Indeed, in the breakneck pace of contemporary Cambodian development, it is continuities and immobilities that stand out above all else. But seeking to ascertain whether these are ultimately down to opportunity or income reveals only “chicken and egg” circularity, where the simple answer is both.

Cambodia will be the joint sixth-fastest growing country in the world this year, according to the World Economic Forum. Many fortunes have been made and many more are in the process of accumulating. Yet focusing only on the growing distance between Cambodia’s elites and the remainder of the population conceals a far more widespread process of social differentiation.

Even in the countryside, villagers report that “the relationship between the rich and the poor is torn, as if it has been pulled apart”, and in the city, this process is further accentuated. Although BMWs parked next to families in cardboard houses may capture the imagination, it is the more subtle differences that signal a darker future.

The Kingdom’s development is only just beginning and those anchored to the bottom remain, for now, only subtly differentiated from those who are beginning to ascend. Yet for many the course has been set. Rendered immobile by their family’s poverty, “participants” in Cambodia’s development have been imprisoned, rather than liberated, by growth.

The National Employment Agency claims a mandate to improve job market information, but its efforts thus far are tiny in scale and limited to only a handful of sectors. If policymakers and development practitioners do not take a hand in the redistribution of opportunity, calibrating their interventions more finely than the traditional rural-urban, or inter-occupational categories allow, then the current gaps will become chasms.

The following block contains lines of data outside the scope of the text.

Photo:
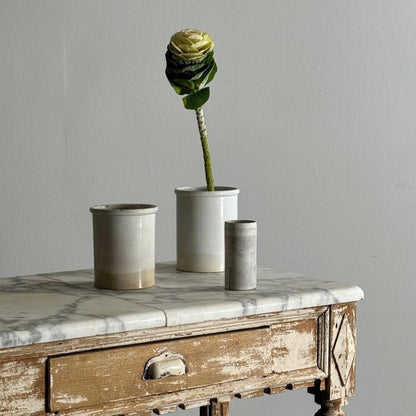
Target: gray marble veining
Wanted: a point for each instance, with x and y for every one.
(65, 305)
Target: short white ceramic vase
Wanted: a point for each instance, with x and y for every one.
(124, 246)
(200, 218)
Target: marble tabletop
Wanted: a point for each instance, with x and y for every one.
(65, 305)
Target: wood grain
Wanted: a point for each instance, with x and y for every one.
(91, 378)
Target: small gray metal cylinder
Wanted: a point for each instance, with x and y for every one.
(240, 254)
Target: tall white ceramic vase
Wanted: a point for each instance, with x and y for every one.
(124, 246)
(200, 218)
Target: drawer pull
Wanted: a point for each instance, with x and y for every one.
(164, 365)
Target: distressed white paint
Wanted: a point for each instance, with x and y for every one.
(67, 399)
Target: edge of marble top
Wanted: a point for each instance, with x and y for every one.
(79, 310)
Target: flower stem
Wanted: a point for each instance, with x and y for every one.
(205, 148)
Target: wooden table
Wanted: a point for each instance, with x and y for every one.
(70, 349)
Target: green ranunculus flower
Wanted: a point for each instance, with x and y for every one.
(190, 66)
(190, 45)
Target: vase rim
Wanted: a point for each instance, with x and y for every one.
(202, 191)
(124, 209)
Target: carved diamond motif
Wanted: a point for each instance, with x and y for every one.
(344, 350)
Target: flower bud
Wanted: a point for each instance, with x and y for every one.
(190, 45)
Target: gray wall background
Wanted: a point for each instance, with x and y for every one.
(312, 115)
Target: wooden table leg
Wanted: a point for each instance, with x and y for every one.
(340, 384)
(215, 409)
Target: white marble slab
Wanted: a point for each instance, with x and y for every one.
(58, 306)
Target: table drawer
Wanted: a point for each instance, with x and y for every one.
(103, 376)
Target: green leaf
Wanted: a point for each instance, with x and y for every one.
(196, 100)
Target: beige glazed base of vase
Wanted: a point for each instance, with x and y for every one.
(124, 281)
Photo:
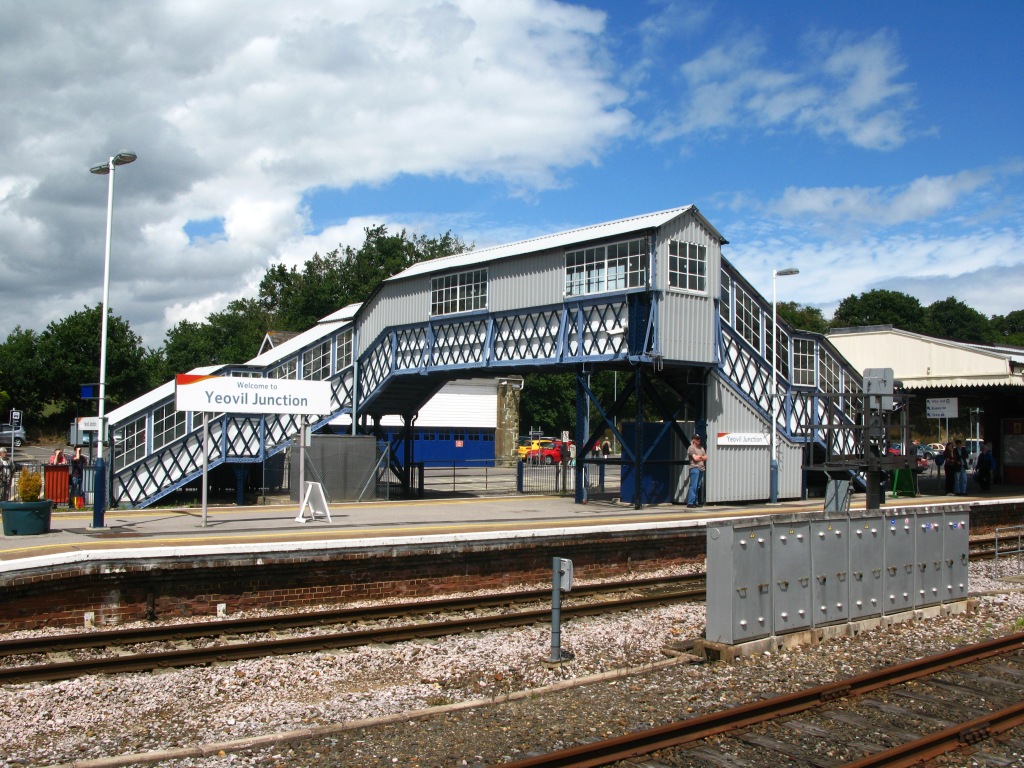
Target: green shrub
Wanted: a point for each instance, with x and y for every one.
(29, 485)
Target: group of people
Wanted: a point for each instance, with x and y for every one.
(954, 461)
(76, 469)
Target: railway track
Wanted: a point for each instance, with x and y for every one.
(211, 642)
(930, 707)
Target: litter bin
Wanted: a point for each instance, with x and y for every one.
(55, 482)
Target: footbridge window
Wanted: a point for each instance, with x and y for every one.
(725, 298)
(316, 363)
(687, 266)
(130, 441)
(462, 292)
(828, 370)
(344, 352)
(287, 370)
(749, 317)
(601, 268)
(803, 363)
(168, 425)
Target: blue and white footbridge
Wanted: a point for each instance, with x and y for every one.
(649, 296)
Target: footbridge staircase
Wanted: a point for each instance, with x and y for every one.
(650, 296)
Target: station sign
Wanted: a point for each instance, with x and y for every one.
(235, 394)
(941, 408)
(742, 438)
(88, 423)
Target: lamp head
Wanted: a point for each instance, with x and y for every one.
(122, 158)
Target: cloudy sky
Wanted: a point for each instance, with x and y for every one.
(870, 144)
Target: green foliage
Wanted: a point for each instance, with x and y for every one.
(951, 318)
(19, 373)
(881, 307)
(229, 336)
(1009, 329)
(29, 485)
(803, 317)
(69, 356)
(548, 402)
(296, 300)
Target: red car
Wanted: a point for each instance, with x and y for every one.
(548, 453)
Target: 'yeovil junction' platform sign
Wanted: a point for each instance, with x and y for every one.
(245, 395)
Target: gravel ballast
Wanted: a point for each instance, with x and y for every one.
(477, 699)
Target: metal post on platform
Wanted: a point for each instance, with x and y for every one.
(99, 493)
(561, 580)
(773, 467)
(206, 462)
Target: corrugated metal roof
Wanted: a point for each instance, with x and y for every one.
(140, 404)
(963, 382)
(925, 361)
(559, 240)
(296, 343)
(346, 312)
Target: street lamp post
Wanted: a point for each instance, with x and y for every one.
(773, 482)
(99, 485)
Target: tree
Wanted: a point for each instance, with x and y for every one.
(803, 317)
(19, 372)
(69, 350)
(231, 336)
(296, 300)
(1009, 329)
(951, 318)
(548, 402)
(881, 307)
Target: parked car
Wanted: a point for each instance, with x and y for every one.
(549, 453)
(530, 443)
(7, 433)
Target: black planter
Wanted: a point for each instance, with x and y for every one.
(26, 518)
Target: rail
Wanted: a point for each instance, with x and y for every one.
(1015, 547)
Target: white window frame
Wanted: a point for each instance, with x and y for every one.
(459, 292)
(615, 266)
(725, 298)
(804, 364)
(343, 351)
(316, 363)
(132, 444)
(829, 374)
(287, 370)
(749, 322)
(168, 425)
(687, 266)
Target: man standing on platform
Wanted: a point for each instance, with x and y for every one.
(697, 458)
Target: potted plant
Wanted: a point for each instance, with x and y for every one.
(31, 514)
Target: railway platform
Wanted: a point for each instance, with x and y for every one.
(183, 531)
(154, 563)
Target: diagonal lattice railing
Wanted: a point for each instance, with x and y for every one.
(576, 332)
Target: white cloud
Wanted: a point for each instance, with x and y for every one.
(842, 87)
(975, 266)
(919, 201)
(237, 109)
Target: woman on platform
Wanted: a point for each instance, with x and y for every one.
(951, 467)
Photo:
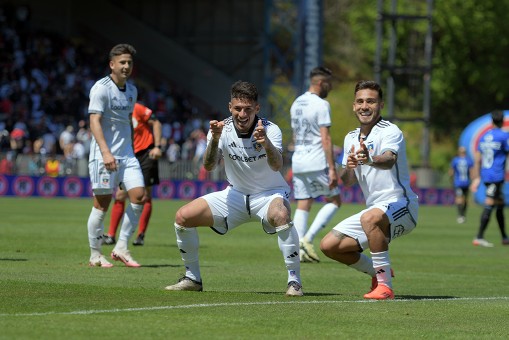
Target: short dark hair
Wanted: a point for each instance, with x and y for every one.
(122, 49)
(320, 71)
(498, 117)
(244, 90)
(369, 84)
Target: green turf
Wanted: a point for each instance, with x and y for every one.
(445, 287)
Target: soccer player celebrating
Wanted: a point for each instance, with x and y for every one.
(112, 160)
(252, 150)
(375, 157)
(313, 165)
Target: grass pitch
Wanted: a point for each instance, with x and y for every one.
(444, 286)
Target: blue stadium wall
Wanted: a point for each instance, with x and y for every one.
(79, 187)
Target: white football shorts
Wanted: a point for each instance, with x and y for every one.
(104, 182)
(231, 208)
(312, 185)
(401, 214)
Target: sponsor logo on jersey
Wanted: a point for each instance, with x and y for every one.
(246, 159)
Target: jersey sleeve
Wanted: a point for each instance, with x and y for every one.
(323, 114)
(98, 99)
(392, 141)
(274, 133)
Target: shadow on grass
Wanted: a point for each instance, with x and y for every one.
(305, 293)
(160, 265)
(14, 260)
(429, 297)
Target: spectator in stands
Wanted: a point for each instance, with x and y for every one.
(52, 166)
(6, 164)
(172, 151)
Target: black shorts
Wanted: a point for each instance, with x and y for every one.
(495, 190)
(149, 167)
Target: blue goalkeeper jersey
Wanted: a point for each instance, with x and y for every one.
(494, 147)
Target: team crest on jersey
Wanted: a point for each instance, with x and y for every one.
(257, 146)
(371, 148)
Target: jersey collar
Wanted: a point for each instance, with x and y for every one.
(250, 132)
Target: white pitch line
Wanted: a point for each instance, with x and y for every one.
(230, 304)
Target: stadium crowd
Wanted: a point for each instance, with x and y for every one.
(44, 85)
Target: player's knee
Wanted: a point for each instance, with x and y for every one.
(179, 218)
(329, 246)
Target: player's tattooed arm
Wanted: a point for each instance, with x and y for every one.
(211, 156)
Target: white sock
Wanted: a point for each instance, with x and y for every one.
(300, 221)
(95, 230)
(188, 243)
(129, 224)
(288, 241)
(382, 266)
(364, 265)
(322, 218)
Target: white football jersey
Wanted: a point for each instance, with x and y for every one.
(309, 113)
(379, 186)
(115, 106)
(245, 160)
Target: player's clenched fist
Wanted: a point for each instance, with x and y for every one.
(216, 128)
(259, 133)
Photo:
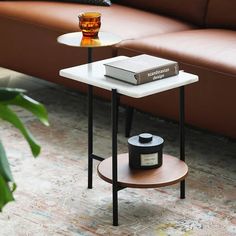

Any number of cases exemplify the trajectory. Even by the crudest measures, more than 75 percent of citizens in the developing world are living in countries that are more unequal than in 1990. Cambodia is among these. But despite the equivocal nature of aggregate figures, vast inequality of information and mobility will see an upward trend consolidate in the near future.

What is necessary, then, is to understand that inequality of income and information are intertwined. Economic redistribution is a crucial tool in generating social well-being and inclusive development, but it is not the only one. In a rapidly changing country, the reliance on informal networks to spread news about job opportunities favours the best off and the best connected, condemning the Kingdom’s poor to economic immobility long before their plight is reflected in statistics.

Rather than relying on a free market of information, greater efforts to inform the country’s worst-off inhabitants about economic opportunity will pay dividends by presenting the country’s most vulnerable with another choice.

Simply put, greater attention to the small-scale manifestation of inequalitiy needs to be mainstreamed into development policy. From garment workers to rice farmers, Cambodians live in webs of mutual dependency that structure their current and future well-being. What the venerable commentator Meas Nee once called this “net of obligations” renders opportunity and income two sides of the same coin.

Yet a generalised failure to grasp this has blinded many interventions to the true face of deprivation. Development here is not the aggregation of individual experiences, but a contest played out between groups, families and networks. Only by recognising the importance of these linkages does the true nature of inequality become apparent. No rising tide can lift a boat whose “net” has become a chain.

A researcher of Cambodian livelihoods since 2008, Laurie Parsons has conducted large-scale projects examining inequalities in Cambodia’s economic development for Transparency International, Plan International, Save the Children, CARE International, ActionAid, the IDRC and the Royal University of Phnom Penh, among others.